Here are the models tested to find body joint coords in images.
Some of them proccess the dataset in them (the ones that uses the youtube dataset): Model 002
Others just use the data after using a dataset proccess that can be found in
/dataset_process
folder: Models 001, 003, 004 and 005.
The dataset are all given in matlab format, that is mannualy "translated" to python
and may have errors, the data checkers render some images with the joints to see
if they are correct, until now there is only to BBC dataset, but the result checker
can be used to achieve the same test with the others datasets.

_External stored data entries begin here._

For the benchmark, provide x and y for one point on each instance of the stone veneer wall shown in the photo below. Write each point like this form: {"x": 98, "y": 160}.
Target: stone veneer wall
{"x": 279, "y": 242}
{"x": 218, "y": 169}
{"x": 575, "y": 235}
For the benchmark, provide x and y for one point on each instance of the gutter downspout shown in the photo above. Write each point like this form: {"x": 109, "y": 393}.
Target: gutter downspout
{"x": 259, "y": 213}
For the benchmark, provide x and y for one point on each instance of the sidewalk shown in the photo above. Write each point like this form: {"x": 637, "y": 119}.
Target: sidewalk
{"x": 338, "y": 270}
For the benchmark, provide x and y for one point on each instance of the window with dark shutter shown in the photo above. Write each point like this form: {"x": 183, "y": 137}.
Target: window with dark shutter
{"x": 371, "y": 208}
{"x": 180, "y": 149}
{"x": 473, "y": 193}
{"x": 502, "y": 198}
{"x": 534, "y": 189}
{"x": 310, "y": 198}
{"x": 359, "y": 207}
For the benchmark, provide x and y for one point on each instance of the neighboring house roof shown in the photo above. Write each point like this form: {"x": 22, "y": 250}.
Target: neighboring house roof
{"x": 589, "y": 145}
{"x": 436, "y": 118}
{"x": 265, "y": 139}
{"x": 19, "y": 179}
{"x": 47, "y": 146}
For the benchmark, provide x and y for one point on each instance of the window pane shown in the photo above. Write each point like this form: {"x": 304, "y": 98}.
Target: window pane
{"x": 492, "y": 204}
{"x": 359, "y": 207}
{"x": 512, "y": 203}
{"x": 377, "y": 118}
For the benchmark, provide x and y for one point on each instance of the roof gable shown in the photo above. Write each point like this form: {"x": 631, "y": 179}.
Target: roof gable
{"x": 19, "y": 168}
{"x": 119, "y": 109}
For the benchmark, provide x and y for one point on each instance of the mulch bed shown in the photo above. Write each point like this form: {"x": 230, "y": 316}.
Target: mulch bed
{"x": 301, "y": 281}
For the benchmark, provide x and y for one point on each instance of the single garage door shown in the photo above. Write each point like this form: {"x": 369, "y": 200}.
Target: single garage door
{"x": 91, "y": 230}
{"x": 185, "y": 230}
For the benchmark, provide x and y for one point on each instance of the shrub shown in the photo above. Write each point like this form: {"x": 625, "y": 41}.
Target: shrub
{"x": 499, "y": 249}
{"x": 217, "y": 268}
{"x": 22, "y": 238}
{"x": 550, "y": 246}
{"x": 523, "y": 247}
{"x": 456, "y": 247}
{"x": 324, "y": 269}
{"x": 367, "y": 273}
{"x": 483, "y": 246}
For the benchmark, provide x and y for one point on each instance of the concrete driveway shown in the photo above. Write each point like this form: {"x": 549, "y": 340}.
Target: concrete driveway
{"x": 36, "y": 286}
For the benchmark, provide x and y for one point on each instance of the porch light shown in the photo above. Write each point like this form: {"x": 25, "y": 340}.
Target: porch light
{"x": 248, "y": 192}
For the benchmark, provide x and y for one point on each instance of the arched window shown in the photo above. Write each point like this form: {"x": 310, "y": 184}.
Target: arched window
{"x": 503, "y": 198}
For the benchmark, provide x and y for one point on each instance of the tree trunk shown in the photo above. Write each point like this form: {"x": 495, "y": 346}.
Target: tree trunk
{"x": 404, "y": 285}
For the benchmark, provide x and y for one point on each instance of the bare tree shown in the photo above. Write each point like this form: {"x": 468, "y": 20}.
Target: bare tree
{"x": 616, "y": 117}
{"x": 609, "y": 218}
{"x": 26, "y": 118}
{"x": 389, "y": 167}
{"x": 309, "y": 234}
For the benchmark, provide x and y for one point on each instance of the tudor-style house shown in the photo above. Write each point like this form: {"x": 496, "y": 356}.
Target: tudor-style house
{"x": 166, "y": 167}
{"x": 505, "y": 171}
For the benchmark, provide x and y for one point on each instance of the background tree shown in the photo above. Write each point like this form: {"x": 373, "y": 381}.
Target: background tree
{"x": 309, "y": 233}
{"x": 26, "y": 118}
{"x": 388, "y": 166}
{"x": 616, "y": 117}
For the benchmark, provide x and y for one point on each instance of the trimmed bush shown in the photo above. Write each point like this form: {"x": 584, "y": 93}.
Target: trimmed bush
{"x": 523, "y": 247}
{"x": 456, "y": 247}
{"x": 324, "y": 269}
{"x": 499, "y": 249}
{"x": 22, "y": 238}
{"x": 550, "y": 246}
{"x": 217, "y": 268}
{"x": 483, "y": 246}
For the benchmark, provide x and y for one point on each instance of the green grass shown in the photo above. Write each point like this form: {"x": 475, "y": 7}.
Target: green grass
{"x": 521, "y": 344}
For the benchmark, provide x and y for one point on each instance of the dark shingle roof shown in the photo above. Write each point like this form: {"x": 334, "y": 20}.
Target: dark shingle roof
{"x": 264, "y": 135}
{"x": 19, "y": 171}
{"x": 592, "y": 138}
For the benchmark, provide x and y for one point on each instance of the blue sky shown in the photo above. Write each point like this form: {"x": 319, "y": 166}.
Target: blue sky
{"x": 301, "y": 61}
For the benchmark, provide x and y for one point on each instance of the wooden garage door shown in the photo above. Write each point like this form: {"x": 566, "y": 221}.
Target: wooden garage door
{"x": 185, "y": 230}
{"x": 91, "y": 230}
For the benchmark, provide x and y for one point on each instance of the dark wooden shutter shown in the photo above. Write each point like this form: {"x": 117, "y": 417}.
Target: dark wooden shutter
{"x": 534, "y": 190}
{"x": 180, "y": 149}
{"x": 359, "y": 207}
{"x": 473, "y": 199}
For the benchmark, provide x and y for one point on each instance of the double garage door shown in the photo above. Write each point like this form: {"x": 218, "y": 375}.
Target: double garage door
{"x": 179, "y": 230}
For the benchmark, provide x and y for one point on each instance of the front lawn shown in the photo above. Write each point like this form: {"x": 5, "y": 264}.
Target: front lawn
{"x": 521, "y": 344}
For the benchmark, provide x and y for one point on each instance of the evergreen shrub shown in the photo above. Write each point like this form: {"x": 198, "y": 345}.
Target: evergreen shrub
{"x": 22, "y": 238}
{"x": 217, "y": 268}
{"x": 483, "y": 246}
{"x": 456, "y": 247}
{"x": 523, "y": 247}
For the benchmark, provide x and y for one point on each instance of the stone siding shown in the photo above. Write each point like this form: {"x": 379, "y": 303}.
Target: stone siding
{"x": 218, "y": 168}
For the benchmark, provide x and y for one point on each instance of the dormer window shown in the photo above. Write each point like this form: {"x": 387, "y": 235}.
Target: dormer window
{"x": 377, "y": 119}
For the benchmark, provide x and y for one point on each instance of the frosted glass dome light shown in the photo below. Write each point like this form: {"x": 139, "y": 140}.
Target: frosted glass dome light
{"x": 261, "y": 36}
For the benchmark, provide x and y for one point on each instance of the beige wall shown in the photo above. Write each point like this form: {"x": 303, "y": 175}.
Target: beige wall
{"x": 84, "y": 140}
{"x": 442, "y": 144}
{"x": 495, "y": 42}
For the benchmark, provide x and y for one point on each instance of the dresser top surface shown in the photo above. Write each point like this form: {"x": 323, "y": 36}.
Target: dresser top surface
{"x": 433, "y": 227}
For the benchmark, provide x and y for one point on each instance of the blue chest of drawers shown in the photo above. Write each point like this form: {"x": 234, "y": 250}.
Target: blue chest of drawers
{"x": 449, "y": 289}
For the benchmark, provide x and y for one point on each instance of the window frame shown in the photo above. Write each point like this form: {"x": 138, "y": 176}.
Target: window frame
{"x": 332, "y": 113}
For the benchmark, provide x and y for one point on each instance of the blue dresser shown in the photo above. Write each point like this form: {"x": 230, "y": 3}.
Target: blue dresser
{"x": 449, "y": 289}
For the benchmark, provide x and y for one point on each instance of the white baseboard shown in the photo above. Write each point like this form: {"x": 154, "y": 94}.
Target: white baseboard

* All the results are put on /load_data_check
folder.
The same as the dataset cheking, but at the final of the training, a result checker
is called to render some images with the joints prediction from the models.
* All the results are put on /result_check
folder.
Those that uses a preprocessed data get the image paths from a image.txt
file
on root (yeah, root of the disk, if needed you can use a symlink, pass ./
doesn't work) and for the joints values to train/validation it uses the joint.npy
(binary file numpy array).
This thing about root do a little mess, but it's caused by image_preloader
from
tflearn, and it's needed to free a lot of RAM memory (It
took almost 10Gb on a folder with 17k 128x128 images without the preloader).
The most complete dataset i found was BBC Pose Dataset, that can be found here:
BBC Dataset
It's using only the test parte of folder 1 from dataset, but it can be changed setting
the test
variable in dataset_process/bbc.py
to False
.
The eval matlab file that comes in the dataset should be renamed to dataset.mat
and pasted on dataset_bbc
folder and the images should be pasted in dataset_bbc/data/1
folder.
The first two models were based on Heterogeneous Multi-task Learning for Human Pose Estimation with Deep Convolutional Neural Network (without the window and human body detector parts), but they were tweaked a lot to work. The others 003 and 004 are based on the first ones and with a lot of empirical tryings. And the last one (005) was used an AlexNet architecture.
All of them is getting the same result... It predicts the same joint spots to any the input data passed to them.